Q&A with Zohar Gilad of Precise Software
|
VSM: How does cloud computing require different strategies for monitoring, troubleshooting and risk management? |
ZG: Cloud and virtualization technologies introduce new challenges to IT management on a number of fronts. First, there is competition for shared resources, such as CPU, memory, and particularly storage access, which creates new performance bottlenecks. Second, due to the dynamic nature of most cloud environments, bottlenecks are both harder to predict and harder to isolate. Third, there is still a lack of best practices and industry experience, as relates to the overhead and scalability of hypervisors, effective memory management, and the impact of choice of CPU families, among other areas.

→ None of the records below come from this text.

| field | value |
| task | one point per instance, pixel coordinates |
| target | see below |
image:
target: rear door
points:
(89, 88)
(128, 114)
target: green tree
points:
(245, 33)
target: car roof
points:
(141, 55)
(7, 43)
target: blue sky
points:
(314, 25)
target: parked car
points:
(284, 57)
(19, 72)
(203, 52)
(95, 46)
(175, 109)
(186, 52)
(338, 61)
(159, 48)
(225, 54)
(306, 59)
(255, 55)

This all creates a “perfect storm” for data center and application owners, if they are not vigilant. IT needs to adjust the way it monitors and troubleshoots applications in the cloud to track actual production transactions and the guest and host servers, to gain an integrated and complete performance picture.
|
VSM: What do CIOs and other IT managers worry about most when it comes to moving applications and services to the cloud? What affects users most and how? |
ZG: The analyst firm IDC asked exactly the same question in a recent survey. “Data security” was the top concern (for both public and private cloud), followed closely by “application performance” and “application availability” as the second and third concern. This explains why many IT departments have only deployed non-production or non-mission-critical apps to the cloud, so far. But that is changing.
|
VSM: Are enterprises doing anything specific today to mitigate their risk in the cloud? |
ZG: Not enough. Due to the immense pressure to cut costs, many IT shops move to the cloud quickly, and later realize the risks when they are already midway through a project. A common misconception is that “guaranteed SLAs” by a cloud or hosting vendor will mitigate risk. This premise is flawed for two reasons:
- Most SLAs are simple “server metrics” (such as “CPU utilization”, or “buffer hit ratio”) which don’t say anything about the actual business transaction performance. Too often all server metrics look "green”, yet the business is choking from transaction bottlenecks.

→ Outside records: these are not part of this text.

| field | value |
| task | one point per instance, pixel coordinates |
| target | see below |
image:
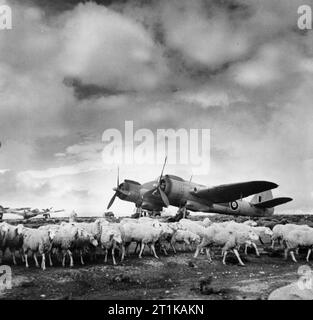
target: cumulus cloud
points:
(70, 71)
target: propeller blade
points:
(164, 197)
(162, 169)
(112, 200)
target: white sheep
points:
(298, 237)
(143, 233)
(193, 227)
(3, 230)
(36, 241)
(281, 230)
(250, 223)
(228, 239)
(111, 238)
(12, 240)
(69, 237)
(241, 227)
(186, 237)
(262, 232)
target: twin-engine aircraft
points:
(186, 195)
(28, 212)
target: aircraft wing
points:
(272, 203)
(153, 197)
(234, 191)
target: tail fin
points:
(262, 196)
(265, 200)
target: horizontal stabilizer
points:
(234, 191)
(132, 182)
(272, 203)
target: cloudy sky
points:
(70, 70)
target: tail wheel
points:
(234, 205)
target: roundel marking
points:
(234, 205)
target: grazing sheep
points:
(228, 239)
(64, 240)
(84, 241)
(3, 230)
(281, 230)
(143, 233)
(36, 241)
(234, 226)
(250, 223)
(298, 237)
(12, 240)
(262, 232)
(166, 236)
(186, 237)
(193, 227)
(111, 238)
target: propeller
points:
(158, 187)
(117, 189)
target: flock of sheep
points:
(62, 240)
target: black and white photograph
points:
(156, 150)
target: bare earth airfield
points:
(176, 276)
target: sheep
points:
(36, 241)
(143, 233)
(205, 222)
(193, 227)
(281, 230)
(262, 231)
(234, 226)
(184, 236)
(298, 237)
(250, 223)
(111, 238)
(3, 230)
(229, 240)
(85, 240)
(166, 236)
(69, 237)
(12, 240)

- No matter what cloud providers promise, ultimately it’s the responsibility of corporate IT to keep the business up and running.
|
VSM: Should your strategy be different when you're talking about private versus public cloud infrastructure? |
ZG: Since corporate IT is on the hook to guarantee business SLAs, they must understand what the end-users are experiencing. That applies to both private and public clouds. Of course, for private clouds, there is more direct control. For public clouds, IT needs to leverage its relationship with the cloud provider to ensure they understand the needs for high performance and availability, and can measure and manage accordingly.